Google est mon ami ?

Depuis quelques années, l’expression fait florès, de boutade elle devient presque réalité et s’applique à toutes nos requêtes, questions et recherches, y compris dans ce que l’on nomme la “vraie vie” (elle-même colonisée par Google).

L’amitié selon moi se caractérise par la gratuité … la vraie. L’amitié naît d’on ne sait où, une rencontre, une proximité, une ressemblance, et elle n’attend rien. L’amitié (la vraie) est naturelle au sens où elle n’est le fruit d’aucun calcul, elle est, voilà tout.

Disons-le tout de suite, Google n’est pas mon ami, loin s’en faut. Sous une apparence gratuite, il est loin de l’être : à chaque mot que je lui donne, à chaque geste que je fais, il en extrait des données, parfois intimes, il me catégorise et me vend au plus offrant, Google m’enferme dans l’un de ses “cluster” (groupe) censé me correspondre et me baigne dans ce que je suis censé apprécié. En cela, il est précisément un cerveau : il déteste le changement et ne veut surtout pas que je sorte du modèle qu’il m’a assigné.

Je ne me dirige plus qu’avec Google Maps ? Je passe plus de temps à regarder mon téléphone qu’à voir ce qui m’entoure quitte même à me mettre en danger. En ne regardant pas le paysage, je passe à côté du vivant, de ce qui est présent. En déléguant mon chemin à la machine, je déshabitue mon sens de l’orientation à fonctionner et l’appauvrit lentement le rendant encore plus dépendant.

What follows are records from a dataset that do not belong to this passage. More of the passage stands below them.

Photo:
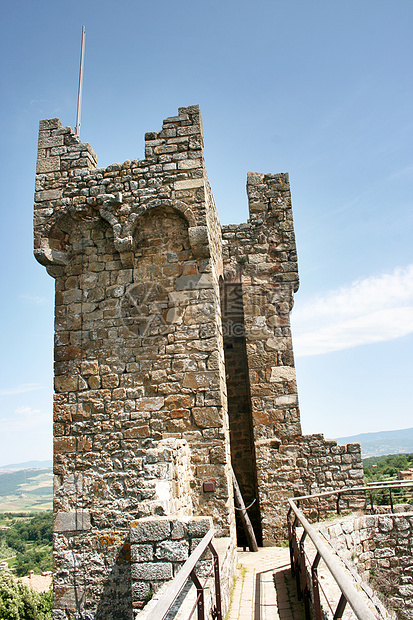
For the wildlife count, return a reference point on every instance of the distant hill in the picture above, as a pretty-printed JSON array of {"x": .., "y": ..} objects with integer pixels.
[
  {"x": 26, "y": 490},
  {"x": 26, "y": 465},
  {"x": 383, "y": 442}
]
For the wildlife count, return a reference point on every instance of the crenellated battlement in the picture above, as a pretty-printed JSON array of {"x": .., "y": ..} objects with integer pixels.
[{"x": 173, "y": 358}]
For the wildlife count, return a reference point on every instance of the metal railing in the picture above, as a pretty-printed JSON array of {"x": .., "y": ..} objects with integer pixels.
[
  {"x": 298, "y": 557},
  {"x": 187, "y": 571}
]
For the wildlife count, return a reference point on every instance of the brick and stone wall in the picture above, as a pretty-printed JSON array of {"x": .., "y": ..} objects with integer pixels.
[
  {"x": 380, "y": 548},
  {"x": 173, "y": 354},
  {"x": 159, "y": 547}
]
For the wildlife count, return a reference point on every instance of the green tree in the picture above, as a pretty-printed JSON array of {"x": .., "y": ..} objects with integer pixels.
[{"x": 18, "y": 602}]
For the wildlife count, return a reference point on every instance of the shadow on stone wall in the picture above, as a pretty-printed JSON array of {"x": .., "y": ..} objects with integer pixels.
[{"x": 116, "y": 600}]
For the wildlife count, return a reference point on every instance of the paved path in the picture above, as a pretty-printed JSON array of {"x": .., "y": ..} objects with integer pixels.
[{"x": 264, "y": 589}]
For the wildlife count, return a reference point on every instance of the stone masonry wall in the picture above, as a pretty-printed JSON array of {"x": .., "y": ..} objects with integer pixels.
[
  {"x": 159, "y": 547},
  {"x": 380, "y": 548},
  {"x": 144, "y": 326},
  {"x": 261, "y": 256},
  {"x": 138, "y": 336}
]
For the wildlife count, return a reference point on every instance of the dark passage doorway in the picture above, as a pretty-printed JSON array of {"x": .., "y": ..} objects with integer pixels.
[{"x": 239, "y": 405}]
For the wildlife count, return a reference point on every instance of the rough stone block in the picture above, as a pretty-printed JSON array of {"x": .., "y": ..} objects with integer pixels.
[
  {"x": 152, "y": 571},
  {"x": 150, "y": 530},
  {"x": 72, "y": 521}
]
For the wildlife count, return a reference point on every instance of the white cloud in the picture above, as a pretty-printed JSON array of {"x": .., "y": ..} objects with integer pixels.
[
  {"x": 373, "y": 309},
  {"x": 20, "y": 389}
]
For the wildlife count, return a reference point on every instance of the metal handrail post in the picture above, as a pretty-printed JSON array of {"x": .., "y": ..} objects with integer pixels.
[
  {"x": 340, "y": 607},
  {"x": 316, "y": 589},
  {"x": 200, "y": 595},
  {"x": 218, "y": 604}
]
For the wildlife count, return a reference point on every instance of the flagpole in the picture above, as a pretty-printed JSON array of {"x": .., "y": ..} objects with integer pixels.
[{"x": 79, "y": 96}]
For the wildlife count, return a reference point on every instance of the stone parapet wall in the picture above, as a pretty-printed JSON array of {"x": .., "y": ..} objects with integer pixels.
[
  {"x": 159, "y": 548},
  {"x": 380, "y": 548},
  {"x": 164, "y": 380},
  {"x": 92, "y": 555}
]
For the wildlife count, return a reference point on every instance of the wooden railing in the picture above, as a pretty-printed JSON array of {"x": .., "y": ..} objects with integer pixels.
[
  {"x": 308, "y": 589},
  {"x": 187, "y": 571}
]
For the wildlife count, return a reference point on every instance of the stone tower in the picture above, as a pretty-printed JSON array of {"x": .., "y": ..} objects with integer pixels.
[{"x": 173, "y": 355}]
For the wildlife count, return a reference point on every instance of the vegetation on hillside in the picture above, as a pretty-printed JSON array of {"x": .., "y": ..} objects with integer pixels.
[
  {"x": 27, "y": 542},
  {"x": 19, "y": 602},
  {"x": 382, "y": 468},
  {"x": 378, "y": 468}
]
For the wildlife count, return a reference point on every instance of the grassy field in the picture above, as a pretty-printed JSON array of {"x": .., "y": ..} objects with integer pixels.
[{"x": 27, "y": 490}]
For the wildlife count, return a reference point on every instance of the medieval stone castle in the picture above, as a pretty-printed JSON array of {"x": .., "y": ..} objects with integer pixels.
[{"x": 173, "y": 362}]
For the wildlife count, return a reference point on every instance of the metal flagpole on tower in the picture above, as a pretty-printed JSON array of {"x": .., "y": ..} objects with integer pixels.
[{"x": 79, "y": 96}]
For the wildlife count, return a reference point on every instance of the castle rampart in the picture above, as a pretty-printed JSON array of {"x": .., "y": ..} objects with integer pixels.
[{"x": 173, "y": 354}]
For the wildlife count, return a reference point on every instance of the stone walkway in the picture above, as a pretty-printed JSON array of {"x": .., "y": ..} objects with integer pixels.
[{"x": 264, "y": 589}]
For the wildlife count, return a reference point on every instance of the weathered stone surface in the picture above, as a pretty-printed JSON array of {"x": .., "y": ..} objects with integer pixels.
[
  {"x": 172, "y": 335},
  {"x": 71, "y": 521}
]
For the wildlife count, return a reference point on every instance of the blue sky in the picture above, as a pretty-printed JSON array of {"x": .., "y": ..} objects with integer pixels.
[{"x": 320, "y": 89}]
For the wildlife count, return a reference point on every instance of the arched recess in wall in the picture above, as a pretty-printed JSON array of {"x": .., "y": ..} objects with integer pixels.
[{"x": 162, "y": 253}]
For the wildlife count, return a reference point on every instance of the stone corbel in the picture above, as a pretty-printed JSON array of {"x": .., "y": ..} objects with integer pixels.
[
  {"x": 123, "y": 244},
  {"x": 199, "y": 240}
]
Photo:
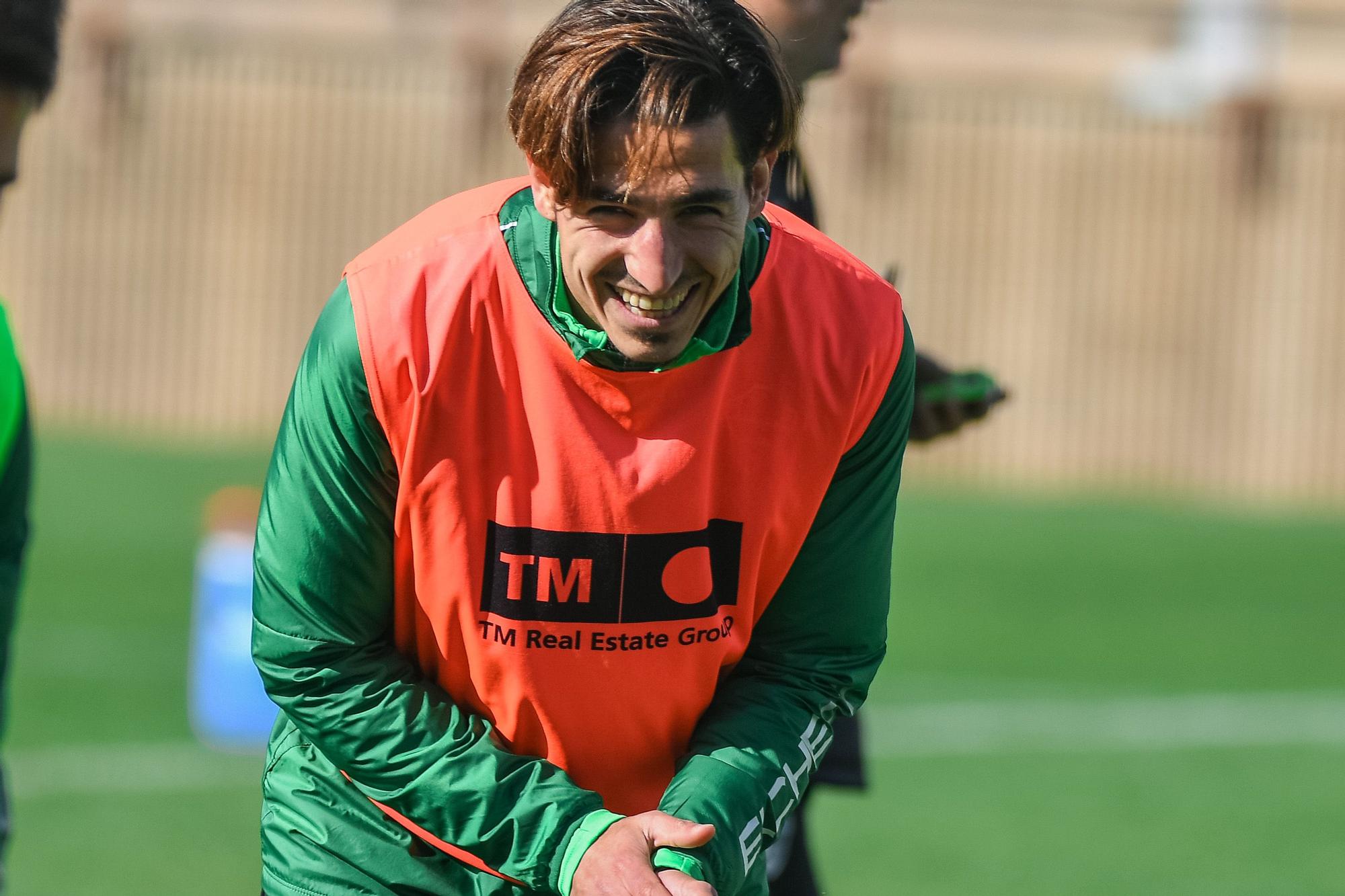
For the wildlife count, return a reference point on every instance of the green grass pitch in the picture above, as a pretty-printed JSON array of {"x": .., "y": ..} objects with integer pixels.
[{"x": 1013, "y": 603}]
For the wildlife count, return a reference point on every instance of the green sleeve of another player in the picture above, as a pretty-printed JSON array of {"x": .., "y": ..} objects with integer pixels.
[
  {"x": 813, "y": 654},
  {"x": 323, "y": 635},
  {"x": 15, "y": 486}
]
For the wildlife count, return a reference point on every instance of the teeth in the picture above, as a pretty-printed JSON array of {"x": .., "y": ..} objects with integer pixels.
[{"x": 660, "y": 307}]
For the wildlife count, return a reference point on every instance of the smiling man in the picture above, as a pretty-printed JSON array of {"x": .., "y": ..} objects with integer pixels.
[{"x": 578, "y": 533}]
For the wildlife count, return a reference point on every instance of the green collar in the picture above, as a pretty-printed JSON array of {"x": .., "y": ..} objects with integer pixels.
[{"x": 535, "y": 248}]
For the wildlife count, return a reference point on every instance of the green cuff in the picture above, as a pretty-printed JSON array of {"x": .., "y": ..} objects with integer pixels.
[
  {"x": 673, "y": 860},
  {"x": 594, "y": 826}
]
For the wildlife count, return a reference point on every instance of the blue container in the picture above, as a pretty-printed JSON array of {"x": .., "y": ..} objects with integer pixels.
[{"x": 228, "y": 705}]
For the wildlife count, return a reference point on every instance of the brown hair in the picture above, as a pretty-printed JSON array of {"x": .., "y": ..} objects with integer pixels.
[{"x": 660, "y": 64}]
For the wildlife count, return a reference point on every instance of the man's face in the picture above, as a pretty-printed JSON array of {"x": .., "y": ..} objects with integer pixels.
[
  {"x": 15, "y": 107},
  {"x": 646, "y": 264},
  {"x": 812, "y": 33}
]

Dès que j’ai un trou de mémoire, je demande à Google ? Très bien, il trouve à ma place mais détruit simultanément le sens de l’effort (chercher, associer, me remémorer), la patience (je veux savoir tout de suite) et in fine agrandit le trou en rendant progressivement ma mémoire inutile.

Google fabrique une société où le goût du risque disparaît peu à peu puisqu’il nous dit quoi faire et quand, choisit pour nous un film, un hôtel ou un restaurant en nous donnant mille commentaires sur les uns et les autres afin de nous rassurer : “puisqu’ils.elles aiment c’est que je peux y aller les yeux fermés”.

Il nous ôte le plaisir simple de la découverte en nous offrant toutes les photos et descriptions de qu’il faut savoir sur ce lieu … pourquoi y aller puisque j’ai déjà tout vu et tout lu ? Parce qu’il y a bien plus qu’une photo, l’écran est bien plus large et mes yeux ne voient pas comme ceux de mon.ma voisin.e.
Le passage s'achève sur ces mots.